Teologia da Evangelização (72)

2.4.4.1. O Deus Misterioso (Continuação)

          Packer coloca a questão nestes termos:

    A antinomia particular que está em vista neste caso é a aparente oposição entre a soberania divina e a responsabilidade humana, ou (expressando o caso de modo mais bíblico) entre o que Deus faz como Rei e o que Ele faz como Juiz. As Escrituras ensinam que, como Rei, Ele ordena e controla todas as coisas, inclusive as ações humanas, de conformidade com Seu próprio propósito eterno (Gn 45.8; 50.20; Pv 16.9; 21.1; Mt 10.29; At 4.27-28; Rm 9.20-21; Ef 1.11, etc.). As Escrituras igualmente ensinam que, como Juiz, Ele considera todo homem responsável pelas escolhas que faz, bem como pelos cursos de ação que segue (Mt 25; Rm 2.1-16; Ap 20.11-13, etc.). (…) O homem é um agente moral responsável, embora seja também divinamente controlado; o homem é divinamente controlado, embora seja também um agente moral responsável.[1]

          Diante disso, creio que a atitude correta do cristão sincero, é a confissão da sua ignorância e, concomitantemente a glorificação de Deus, por Ele nos dirigir de forma sábia e soberana e, misteriosamente, não anular a nossa vontade-responsabilidade.

          Creio também, que uma forma de demonstrarmos a nossa compreensão, gratidão e reverência para com Deus e para com sua Palavra, é não tentar indevidamente especular sobre estas verdades. O que Deus quis que soubéssemos revelou em sua Palavra. Nada faltou; nada foi demais: Na Palavra temos registrado apenas o que Deus quis que permanecesse; e para nós, isto basta!

Calvino com sabedoria e humildade escreveu em lugares diferentes:

Nem nos envergonhemos em até este ponto submeter o entendimento à imensa sabedoria de Deus, que sucumba em seus muitos arcanos. Pois dessas coisas que nem é dado, nem é lícito saber, douta é a ignorância,[2] uma espécie de loucura, a avidez de conhecimento.[3]

É estulto e temerário de cousas desconhecidas mais profundamente indagar do que Deus nos permita saber.[4] (Ver: Dt 29.29; 1Co 1.18).

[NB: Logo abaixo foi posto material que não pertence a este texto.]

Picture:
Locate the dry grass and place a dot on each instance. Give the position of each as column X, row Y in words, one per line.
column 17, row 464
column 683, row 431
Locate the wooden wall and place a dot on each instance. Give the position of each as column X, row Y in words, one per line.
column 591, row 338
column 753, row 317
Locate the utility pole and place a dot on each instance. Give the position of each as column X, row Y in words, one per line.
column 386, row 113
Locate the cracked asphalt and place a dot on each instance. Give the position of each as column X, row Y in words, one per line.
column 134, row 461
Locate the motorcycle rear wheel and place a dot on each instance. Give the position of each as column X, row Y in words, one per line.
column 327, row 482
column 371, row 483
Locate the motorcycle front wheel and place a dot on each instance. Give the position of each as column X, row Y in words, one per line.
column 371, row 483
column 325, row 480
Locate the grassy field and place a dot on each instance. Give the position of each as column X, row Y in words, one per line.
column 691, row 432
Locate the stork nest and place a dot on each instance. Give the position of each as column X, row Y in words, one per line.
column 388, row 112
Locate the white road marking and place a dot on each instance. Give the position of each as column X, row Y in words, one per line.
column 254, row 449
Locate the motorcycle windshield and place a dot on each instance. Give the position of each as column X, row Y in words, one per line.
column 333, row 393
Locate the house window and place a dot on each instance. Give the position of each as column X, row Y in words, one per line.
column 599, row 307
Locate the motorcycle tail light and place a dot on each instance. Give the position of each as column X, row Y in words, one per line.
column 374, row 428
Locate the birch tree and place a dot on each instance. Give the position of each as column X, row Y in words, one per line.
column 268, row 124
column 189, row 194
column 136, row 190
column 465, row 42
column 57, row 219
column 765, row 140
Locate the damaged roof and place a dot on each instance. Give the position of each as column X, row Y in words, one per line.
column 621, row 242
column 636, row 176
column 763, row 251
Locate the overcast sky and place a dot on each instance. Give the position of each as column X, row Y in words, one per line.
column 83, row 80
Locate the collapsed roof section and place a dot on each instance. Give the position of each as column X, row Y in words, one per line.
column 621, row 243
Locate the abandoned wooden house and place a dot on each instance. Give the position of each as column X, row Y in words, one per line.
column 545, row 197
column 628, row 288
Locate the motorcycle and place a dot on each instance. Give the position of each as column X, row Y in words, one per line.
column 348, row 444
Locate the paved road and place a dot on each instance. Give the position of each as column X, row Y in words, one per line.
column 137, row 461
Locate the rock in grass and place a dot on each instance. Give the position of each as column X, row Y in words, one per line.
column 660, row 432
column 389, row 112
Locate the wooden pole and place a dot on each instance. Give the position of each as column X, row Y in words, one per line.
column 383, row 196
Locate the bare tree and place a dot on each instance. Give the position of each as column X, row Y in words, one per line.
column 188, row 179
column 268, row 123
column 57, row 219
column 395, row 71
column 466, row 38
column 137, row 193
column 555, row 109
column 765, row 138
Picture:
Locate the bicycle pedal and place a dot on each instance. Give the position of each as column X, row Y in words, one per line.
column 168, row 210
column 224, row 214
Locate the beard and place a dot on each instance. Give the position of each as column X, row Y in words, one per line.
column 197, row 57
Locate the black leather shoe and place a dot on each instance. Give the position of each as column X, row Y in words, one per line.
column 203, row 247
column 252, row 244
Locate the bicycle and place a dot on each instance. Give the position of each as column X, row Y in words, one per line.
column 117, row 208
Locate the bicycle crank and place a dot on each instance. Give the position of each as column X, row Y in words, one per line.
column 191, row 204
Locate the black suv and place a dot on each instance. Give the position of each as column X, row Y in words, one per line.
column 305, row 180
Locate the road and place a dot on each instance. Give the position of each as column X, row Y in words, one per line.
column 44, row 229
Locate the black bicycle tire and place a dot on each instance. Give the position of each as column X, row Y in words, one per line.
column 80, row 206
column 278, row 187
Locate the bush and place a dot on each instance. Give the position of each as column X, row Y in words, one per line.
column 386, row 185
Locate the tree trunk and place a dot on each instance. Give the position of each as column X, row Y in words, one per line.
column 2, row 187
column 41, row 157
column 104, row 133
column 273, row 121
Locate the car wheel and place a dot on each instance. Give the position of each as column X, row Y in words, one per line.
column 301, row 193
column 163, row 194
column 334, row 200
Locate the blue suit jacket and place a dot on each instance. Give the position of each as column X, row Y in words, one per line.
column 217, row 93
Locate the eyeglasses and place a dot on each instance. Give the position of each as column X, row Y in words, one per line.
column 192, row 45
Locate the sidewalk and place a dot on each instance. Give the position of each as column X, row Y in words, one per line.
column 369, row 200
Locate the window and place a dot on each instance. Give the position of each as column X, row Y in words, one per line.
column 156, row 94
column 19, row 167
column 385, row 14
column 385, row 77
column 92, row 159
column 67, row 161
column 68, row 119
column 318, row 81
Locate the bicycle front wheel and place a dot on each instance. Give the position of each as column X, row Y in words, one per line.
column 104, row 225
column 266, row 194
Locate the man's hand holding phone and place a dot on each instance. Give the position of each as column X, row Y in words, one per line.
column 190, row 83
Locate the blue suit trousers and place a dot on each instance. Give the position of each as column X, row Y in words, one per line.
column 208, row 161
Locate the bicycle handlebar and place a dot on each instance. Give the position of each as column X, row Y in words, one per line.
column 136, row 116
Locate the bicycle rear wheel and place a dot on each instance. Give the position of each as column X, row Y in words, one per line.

Tudo o mais que pesa sobre nós e que devemos buscar é nada sabermos senão o que o Senhor quis revelar à Sua igreja. Eis o limite de nosso conhecimento.[5]

          No mesmo pensamento, a Confissão Belga(1561), falando sobre a Providência de Deus, orienta-nos:

    E no que se refere ao que Ele [Deus] faz fora do alcance da inteligência humana, isso não o queremos investigar mais curiosamente do que nossa razão pode suportar; porém adoramos com toda humildade e reverência os justos juízos de Deus, os quais nos são ocultos; tendo-nos por satisfeitos por sermos discípulos de Cristo para aprender unicamente o que Ele nos indica em sua Palavra, sem ultrapassar estes limites.[6] (destaques meus).            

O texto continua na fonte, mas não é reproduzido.